Servicing citizens with AI starts with the data

AI won’t solve problems or magically change the way humans work unless the data it uses is relevant, clean, well-governed and shareable.

05 June 2026

Stanley Mpofu, University of the Witwatersrand

The role of AI in the public sector is still uncertain as policy, capability and trust are still trying to catch up with the technology. This is not a problem exclusive to South Africa; most governments are still defining the rules and using AI in narrow internal functions rather than as core technology on the frontline. The technology is perceived as strategically important, but uneven skills, legacy systems and low data readiness are slowing down meaningful and scaled adoption. The data challenge is particularly important because AI requires training data to learn from and this data must be clean, well-governed, shareable and ethical, which means that data management must evolve in the public sector so AI can benefit its citizens.

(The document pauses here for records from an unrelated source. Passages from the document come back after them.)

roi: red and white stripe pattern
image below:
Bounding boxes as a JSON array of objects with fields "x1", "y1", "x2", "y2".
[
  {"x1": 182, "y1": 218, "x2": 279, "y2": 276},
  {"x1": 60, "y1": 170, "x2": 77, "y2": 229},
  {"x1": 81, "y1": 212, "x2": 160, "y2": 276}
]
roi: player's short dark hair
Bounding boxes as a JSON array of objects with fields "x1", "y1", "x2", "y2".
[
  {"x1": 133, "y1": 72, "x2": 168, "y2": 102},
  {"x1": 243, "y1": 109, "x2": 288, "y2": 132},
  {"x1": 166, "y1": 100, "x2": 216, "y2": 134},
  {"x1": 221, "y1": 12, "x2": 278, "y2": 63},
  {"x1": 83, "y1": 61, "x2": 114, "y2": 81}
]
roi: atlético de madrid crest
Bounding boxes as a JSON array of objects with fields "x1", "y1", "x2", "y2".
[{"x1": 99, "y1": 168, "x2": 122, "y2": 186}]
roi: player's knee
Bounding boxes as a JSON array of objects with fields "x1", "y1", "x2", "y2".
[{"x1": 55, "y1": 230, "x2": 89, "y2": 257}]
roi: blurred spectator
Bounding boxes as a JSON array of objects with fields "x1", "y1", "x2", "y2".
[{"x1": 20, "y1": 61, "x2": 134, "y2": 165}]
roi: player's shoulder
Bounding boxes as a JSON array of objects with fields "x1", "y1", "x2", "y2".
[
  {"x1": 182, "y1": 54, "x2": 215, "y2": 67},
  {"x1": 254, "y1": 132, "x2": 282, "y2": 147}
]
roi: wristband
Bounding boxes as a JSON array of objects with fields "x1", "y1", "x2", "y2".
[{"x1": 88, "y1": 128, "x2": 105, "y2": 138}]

South Africa’s Digital Transformation Roadmap frames data as a strategic asset and positions Digital Public Infrastructure – digital IDs, payments and data exchange rails – as the backbone for AI-ready government services. The roadmap emphasises moving from fragmented departmental systems to interoperable platforms so that citizen data can move securely across departments, which is a precondition for any cross-cutting AI use case. If, for example, social grant eligibility or means tests were to be automated and interpreted accurately with AI, data needs to be accessible and interoperable across SASSA, SARS, Home Affairs, banks and other custodians through governed data-sharing mechanisms, not manual extracts. It also needs to be clean and held within clean governance lines.